In this new body of work, the artist continues to draw from the subject matter of traditional still lifes, but with shifted focus from fruit to flora. The show, titled The Florist, looks to the abundance and rich detail found in 17th–19th century European stil lifes for inspiration. The work retains the shallow space and stark contrasts associated with that lineage, while exploring new compositions inspired from the color-rich displays of urban flower stands.

Some of these new paintings follow the still-life structures D’Onofrio often uses, while others move toward abstraction, where color, surface, and texture become more important than clearly defined subject matter. This shift gives him room to push the compositions in new directions and allows the color and visual texture that have always been part of his work to take on a larger role.

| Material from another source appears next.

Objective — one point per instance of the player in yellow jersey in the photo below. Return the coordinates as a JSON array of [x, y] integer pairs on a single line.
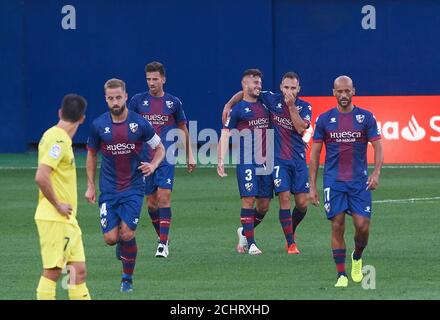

A clear example of this progression is a series of painted concrete vessels. These pieces resemble the containers seen in my flower stand paintings, but instead, the vessels themselves serve as the canvas. They function as decorative flower containers and as independent abstract objects. By turning this practical object into an art piece, I highlight and transform a subtle but foundational subject matter in my paintings.

Overall, this body of work feels like an entry point, a moment of change. It holds onto the quiet, formal language of centuries-old still lifes, while opening that structure up — allowing florals to become a way to explore color, visual texture, and form, and to move the work toward new kinds of composition and depiction.